We need to know if they’re planning on coming back to school, and if not, why? We need to know how they would view another disruption. We need to know what they believe they need to succeed postgraduation in a postpandemic (or ongoing-pandemic) world.
The more I think about it, the more things I believe we need to know.
Thankfully, we can research them. It’s not even a particularly complicated project, relatively speaking. All of this research can be conducted online. In fact, based on our current experience at Willow, the stay-at-home orders across the country have made data collection easier than ever before.
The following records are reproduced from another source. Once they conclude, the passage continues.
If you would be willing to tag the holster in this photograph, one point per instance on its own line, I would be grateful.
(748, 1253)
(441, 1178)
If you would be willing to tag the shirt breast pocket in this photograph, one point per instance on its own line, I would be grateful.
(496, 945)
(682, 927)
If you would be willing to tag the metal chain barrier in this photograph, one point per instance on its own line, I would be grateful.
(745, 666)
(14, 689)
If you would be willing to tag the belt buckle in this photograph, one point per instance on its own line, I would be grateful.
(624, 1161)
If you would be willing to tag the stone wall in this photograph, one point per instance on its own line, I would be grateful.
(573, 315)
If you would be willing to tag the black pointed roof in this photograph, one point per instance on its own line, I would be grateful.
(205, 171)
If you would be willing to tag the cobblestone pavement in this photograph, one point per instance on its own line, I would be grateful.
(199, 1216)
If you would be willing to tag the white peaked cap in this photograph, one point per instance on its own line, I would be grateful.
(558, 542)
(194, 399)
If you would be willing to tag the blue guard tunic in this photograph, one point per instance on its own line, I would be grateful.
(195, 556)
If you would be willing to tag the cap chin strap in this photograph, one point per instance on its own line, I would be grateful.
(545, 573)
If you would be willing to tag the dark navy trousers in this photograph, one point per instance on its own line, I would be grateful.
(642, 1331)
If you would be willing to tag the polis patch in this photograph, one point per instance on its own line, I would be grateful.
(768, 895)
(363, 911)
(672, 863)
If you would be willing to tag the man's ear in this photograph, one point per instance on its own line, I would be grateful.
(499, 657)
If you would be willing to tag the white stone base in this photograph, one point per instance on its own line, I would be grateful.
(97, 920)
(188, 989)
We could have it done in time to guide decisions for fall.
By identifying the barriers students are facing while trying to learn during the pandemic and then structuring our instruction at the institutional, department and class level around those needs, we can deliver on the promise of higher education being more than a commodifiable credential.
The alternative is to watch our institutions wither.[4]
Why do I suddenly have the voiceover from the intro to The Six-Million Dollar Man playing in my head: "We can rebuild [them]. We have the technology. We have the capability …"
The research could be done for individual institutions, or to my mind, even better, a consortium of institutions sharing the cost. Ideally the findings (or some portion of them) could be shared publicly for all institutions to benefit, and without resulting in duplicative efforts at the individual institutional level.
Think of the marketing budget and how investing in becoming a pandemic-resilient institution makes for a great peg to hang one’s reputation on. Seems like it might be worth some investment from that pile. When you need to navigate a crisis, you want as much information as possible. This feels like a crisis.
So, let’s do this like our survival depends on it, because it does.
[1] There will be the Harvards of the world and the SNHUs, and those institutions already have a lock on their relative positions.
[2] Some of you are thinking that this sounds familiar and lots of individuals and businesses are experiencing something identical right now, which is evidence that we are looking at a broad systemic problem. We are. That systemic problem needs tackling, but we’re not going to get to it in the next four months.
[3] I’m working on a follow-up post about how I think research can aid in achieving this goal as well, but first things first.
[4] Or continue to wither, as regular readers know I’ve been cataloging for quite some time.